Complex Analysis: Showing analytic function is zero How I can solve this problem:
Let $f: D \to D$ be an analytic function where $D$ is the unit open disc in $\mathbb C$. Suppose there is a positive number $\delta > 0$ such that ,  $$\lim_{z \to e^{iθ}} ⁡f(z)= 0; \qquad \forall \ |\theta| < \delta.$$ 
Show that $f \equiv 0$ on $D$. 
Thanks
Note: An easier version of this Privalov's Theorem is an exercise problem from Stein and Shakarchi's Complex Analysis textbook which additionally assumes the holomorphic function converges uniformly to $0$ on the portion of the arc. See [1], [2], [3]. The absence of this 'uniform' non-tangential limit on the portion of the arc makes it a slightly more difficult problem.
 A: I think the Schwarz reflection principle, applied to the circular arc $\>C\!:  z=e^{i\theta}, \ |\theta|<\delta$, does the trick. 
The function $f$ is analytic on one side of this arc. Extending $f$ with the value $0$ to the points of $C$ makes it continuous on $D\cup C$ and real valued on $C$. It follows that $f$ can be extended analytically  to the outside of $C$ by putting $$\tilde f(z):=\overline{f(1/\bar z)}\qquad\bigl(|z|>1\bigr)\ ,$$
and $\tilde f(z):=f(z)$ otherwise. As $\tilde f$ is now analytic in a neighborhood of $z=1$ and is $\equiv0$ on $C$ it follows that $\tilde f(z)\equiv0$.
A: Hint:. There's an identity theorem.  If you can get that $f$ is zero on a subset of $D$ that has an accumulation point, you can apply it.
A: This is a famous result of Fatou and while the usual proofs use the properties of the Poisson kernel, there is a cool proof using just Fourier series. 
Let $f(z)=\sum{a_nz^n}, |f(z)| \le 1, |z| <1$. Since $\sum{|a_n|^2r^{2n}}=\frac{1}{2\pi}\int_0^{2\pi}|f(re^{it}|^2dt \le 1$, it follows immediately $\sum{|a_n|^2} \le 1$, hence $f(t)=\sum{a_ne^{it}} \in L^2(dt)$ the Hilbert (!) space of square integrable functions on the unit circle with the normalized Lebesgue measure (or if you want the usual periodic real functions etc). 
The hypothesis implies that $f(t)=0$ on an arc, hence on a set $E$ of nonzero measure on the unit circle - this is actually what we need and of course, the crucial fact that $f(t)$ has no negative index Fourier series terms as it comes from an analytic functions inside the unit disc.

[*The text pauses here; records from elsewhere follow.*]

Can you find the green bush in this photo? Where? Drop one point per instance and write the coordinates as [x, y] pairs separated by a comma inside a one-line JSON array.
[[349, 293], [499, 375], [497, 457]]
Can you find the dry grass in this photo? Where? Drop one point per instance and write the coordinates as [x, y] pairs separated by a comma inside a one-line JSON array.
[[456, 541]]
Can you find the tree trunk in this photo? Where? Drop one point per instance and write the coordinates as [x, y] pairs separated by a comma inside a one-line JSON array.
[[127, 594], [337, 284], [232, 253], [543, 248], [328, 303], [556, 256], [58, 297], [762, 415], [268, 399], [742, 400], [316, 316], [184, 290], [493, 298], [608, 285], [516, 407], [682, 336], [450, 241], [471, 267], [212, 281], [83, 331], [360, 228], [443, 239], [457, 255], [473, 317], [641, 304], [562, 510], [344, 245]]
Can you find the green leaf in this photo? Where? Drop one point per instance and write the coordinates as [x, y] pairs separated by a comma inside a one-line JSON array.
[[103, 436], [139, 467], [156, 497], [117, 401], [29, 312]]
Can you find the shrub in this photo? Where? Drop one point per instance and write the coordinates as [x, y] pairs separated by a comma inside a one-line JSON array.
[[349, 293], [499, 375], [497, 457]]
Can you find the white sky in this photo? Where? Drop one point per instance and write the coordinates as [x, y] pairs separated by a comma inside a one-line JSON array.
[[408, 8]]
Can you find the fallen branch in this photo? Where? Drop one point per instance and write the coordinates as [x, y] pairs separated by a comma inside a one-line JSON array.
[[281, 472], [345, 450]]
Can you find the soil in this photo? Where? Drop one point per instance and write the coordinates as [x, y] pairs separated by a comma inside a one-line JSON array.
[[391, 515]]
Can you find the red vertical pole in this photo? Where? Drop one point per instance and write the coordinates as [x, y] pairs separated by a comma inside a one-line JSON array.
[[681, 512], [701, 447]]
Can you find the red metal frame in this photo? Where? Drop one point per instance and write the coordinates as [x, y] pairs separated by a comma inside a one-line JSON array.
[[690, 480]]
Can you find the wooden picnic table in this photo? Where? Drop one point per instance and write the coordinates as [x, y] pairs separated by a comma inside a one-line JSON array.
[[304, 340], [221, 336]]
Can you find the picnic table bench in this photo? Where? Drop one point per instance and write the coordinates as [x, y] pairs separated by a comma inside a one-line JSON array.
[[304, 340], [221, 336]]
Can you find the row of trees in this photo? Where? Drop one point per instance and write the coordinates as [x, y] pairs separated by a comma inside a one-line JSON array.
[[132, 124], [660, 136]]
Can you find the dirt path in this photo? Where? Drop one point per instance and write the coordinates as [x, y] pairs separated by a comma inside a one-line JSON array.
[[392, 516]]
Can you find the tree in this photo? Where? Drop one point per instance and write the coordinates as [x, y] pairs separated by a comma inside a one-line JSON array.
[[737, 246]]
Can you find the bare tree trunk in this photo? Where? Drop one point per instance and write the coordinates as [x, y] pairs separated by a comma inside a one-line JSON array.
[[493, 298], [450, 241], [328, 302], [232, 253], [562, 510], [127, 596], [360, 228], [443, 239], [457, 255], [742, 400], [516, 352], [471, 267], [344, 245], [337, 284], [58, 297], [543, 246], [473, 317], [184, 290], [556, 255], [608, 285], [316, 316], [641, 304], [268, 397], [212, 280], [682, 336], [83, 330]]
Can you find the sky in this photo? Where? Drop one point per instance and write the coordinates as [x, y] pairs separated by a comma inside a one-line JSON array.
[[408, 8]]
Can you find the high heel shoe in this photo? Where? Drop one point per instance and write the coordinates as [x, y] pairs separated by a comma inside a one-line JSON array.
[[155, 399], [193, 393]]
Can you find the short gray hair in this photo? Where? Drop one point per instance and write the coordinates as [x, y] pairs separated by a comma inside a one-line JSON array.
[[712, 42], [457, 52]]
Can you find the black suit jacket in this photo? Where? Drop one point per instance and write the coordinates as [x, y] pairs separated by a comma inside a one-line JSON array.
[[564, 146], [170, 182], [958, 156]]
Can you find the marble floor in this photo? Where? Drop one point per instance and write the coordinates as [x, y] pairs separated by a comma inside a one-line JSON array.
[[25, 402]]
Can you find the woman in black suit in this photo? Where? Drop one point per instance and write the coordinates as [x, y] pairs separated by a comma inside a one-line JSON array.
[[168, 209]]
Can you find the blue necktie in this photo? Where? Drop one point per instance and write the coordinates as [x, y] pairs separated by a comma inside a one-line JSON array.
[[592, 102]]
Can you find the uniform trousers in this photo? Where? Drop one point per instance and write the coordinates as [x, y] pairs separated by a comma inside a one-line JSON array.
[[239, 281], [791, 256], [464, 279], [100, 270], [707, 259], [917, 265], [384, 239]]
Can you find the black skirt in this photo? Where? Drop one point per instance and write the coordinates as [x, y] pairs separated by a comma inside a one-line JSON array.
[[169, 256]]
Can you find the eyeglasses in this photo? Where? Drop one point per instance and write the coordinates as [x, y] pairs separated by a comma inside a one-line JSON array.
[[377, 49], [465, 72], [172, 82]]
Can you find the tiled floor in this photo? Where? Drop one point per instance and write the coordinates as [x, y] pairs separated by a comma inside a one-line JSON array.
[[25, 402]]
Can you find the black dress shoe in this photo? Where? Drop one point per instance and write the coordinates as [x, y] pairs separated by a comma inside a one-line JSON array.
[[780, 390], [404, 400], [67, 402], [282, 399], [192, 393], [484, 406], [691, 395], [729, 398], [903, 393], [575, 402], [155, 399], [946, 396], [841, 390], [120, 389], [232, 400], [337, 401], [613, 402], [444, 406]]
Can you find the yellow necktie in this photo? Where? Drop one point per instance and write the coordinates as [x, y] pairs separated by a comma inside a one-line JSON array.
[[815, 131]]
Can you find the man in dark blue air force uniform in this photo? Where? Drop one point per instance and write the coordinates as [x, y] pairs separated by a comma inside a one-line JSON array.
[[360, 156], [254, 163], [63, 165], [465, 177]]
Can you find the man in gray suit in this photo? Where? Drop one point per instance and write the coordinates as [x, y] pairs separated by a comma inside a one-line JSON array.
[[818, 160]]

If we prove that $f=0$ a.e. on the unit circle, we get $a_n=0$ for all $n$ hence $f=0$ in the unit disc too
Assume $f$ not identically zero (on the circle) and assume wlog $a_0 \ne 0$ (as otherwise, we take $e^{-ikt}f(t)$ where $a_k \ne 0$ is the first nonzero coefficient). Consider the convex set $C_0=f(e^{it})(1+b_1e^{it}+...b_me^{imt})$ where $m \ge 1, b_k$ arbitrary and take its closure $C$ in $L^2$. This has a unique element $g$ of minimal norm by the usual basic facts about Hilbert spaces. We claim that $|g|$ is constant (a.e.) and since obviously $g$ vanishes where $f$ does by construction, so in particular on a set of positive measure, we get $|g|=0$, hence $g=0$ (a.e) while $g$ has constant Fourier term $a_0 \ne 0$ which is a contradiction.
So let's prove the claim about $g$. By construction $g+\alpha e^{int}g \in C, n \ge 1$ (here it is crucial that $f$ hence $C$ consists of functions with Fourier series that start with $a_0$ but have only nonnegative index terms as otherwise obviously the statement above is not true as we can introduce constant terms when we multiply a $e^{-int}$ term with $\alpha e^{int}$).
By minimality $||g+\alpha e^{int}g||^2=||g||^2(1+|\alpha|^2)+2\Re \alpha \frac{1}{2\pi}\int_0^{2\pi}{|g|^2e^{int}}$ has a minimum at $\alpha =0$ and obviously this implies $\int_0^{2\pi}{|g|^2e^{int}}dt=0, n \ge 1$ (otherwise as usual the $||g||^2|\alpha|^2$ being quadratic in small $\alpha$, will be overwhelmed by the linear in $\alpha$ integral term and by choosing arguments appropriately we can make it negative of course). Conjugating we get the same equality for $n=-1,-2,...$, hence $|g|^2$ is constant as all its Fourier terms except the constant one vanish. Done!